Ermmmm, maybe yes, maybe no. Let’s start with the maybe no. Actually, let’s back it up a little further. Since we’ve established that drinking out of an aluminum can may affect the flavor of a beverage, we begin by first decanting into something less aluminum.
Which also gives opportunity to show off some nifty glasses one of my best buddies recently gave me for my birthday…

Hey, careful Pooj, there's a beverage here.

They’re made by cutting the top off of an old soda bottle – pretty neat reuse of an otherwise trashed bottle, if you ask me. And they hold a remarkable amount of beverage, given their deceptively small appearance.

Anyways, back to the maybe no: my first reaction is that Hey Song Sarsaparilla smells like gummy worms. Turns out that the flavor is pretty similar – it kind of tastes like candy, like gummy soda bottles. It has a thin syrupy flavor, slightly sour, with only a lingering, slightly root-y aftertaste. Calling the slightly root-y aftertaste barky might not be entirely accurate though.

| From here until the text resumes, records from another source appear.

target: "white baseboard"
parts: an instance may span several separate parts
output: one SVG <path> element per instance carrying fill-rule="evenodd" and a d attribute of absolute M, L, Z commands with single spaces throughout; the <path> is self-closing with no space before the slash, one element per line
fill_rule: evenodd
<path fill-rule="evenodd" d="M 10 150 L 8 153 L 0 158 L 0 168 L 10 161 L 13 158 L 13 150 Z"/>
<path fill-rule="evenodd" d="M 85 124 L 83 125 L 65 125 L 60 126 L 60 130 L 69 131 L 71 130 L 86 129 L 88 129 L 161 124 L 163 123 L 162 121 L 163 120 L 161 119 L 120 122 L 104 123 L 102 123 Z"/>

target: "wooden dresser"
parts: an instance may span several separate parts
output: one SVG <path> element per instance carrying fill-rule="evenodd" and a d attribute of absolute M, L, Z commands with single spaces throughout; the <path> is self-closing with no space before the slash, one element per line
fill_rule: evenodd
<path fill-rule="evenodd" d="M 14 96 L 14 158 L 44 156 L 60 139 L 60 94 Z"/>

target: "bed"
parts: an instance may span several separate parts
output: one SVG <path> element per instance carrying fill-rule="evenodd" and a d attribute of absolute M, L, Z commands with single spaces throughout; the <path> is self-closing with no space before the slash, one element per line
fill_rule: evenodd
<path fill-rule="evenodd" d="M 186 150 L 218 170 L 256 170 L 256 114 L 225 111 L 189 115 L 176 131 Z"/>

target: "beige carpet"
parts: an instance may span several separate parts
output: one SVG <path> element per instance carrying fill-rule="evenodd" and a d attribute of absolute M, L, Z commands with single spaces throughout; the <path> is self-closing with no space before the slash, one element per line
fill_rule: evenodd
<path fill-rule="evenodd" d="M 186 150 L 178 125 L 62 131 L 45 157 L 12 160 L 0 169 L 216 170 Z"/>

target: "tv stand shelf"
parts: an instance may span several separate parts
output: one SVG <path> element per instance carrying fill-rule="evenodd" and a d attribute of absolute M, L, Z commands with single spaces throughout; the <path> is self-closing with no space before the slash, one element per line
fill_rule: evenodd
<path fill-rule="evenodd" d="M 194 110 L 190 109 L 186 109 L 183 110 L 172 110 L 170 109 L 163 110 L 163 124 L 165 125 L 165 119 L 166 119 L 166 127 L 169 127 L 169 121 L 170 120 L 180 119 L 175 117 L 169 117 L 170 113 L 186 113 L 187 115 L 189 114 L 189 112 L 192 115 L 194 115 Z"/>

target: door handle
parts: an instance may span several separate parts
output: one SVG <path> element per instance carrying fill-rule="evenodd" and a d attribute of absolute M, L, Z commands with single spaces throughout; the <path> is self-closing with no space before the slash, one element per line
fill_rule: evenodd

Which brings me to the maybe yes: since this is a foreign beverage, I would venture to guess it is geared towards slightly different sensibilities when it comes to the herb blend. I’ve said in the past that there have been root beers that taste like Chinese preserved plums – while I’m not saying Hey Song Sarsaparilla tastes like preserved plums (which begs the question of what the Hey Song Sarsaparilla Preserved Plum soda tastes like), I am saying that perhaps those typical root beer ingredients that remind me of Chinese herbs may exist in higher proportions in actual Chinese root beer or sarsaparilla.

That being said, my root beer sensibilities are distinctly American. Or perhaps the preferred nomenclature is Asian American, please (hah!*). I’d probably drink it in the homeland when better root beer options are unavailable, but I’ll skip it when I can get my hands on something better. Hey Song Sarsaparilla therefore gets a 2.

* Say, friend - you got any more of that good sarsaparilla?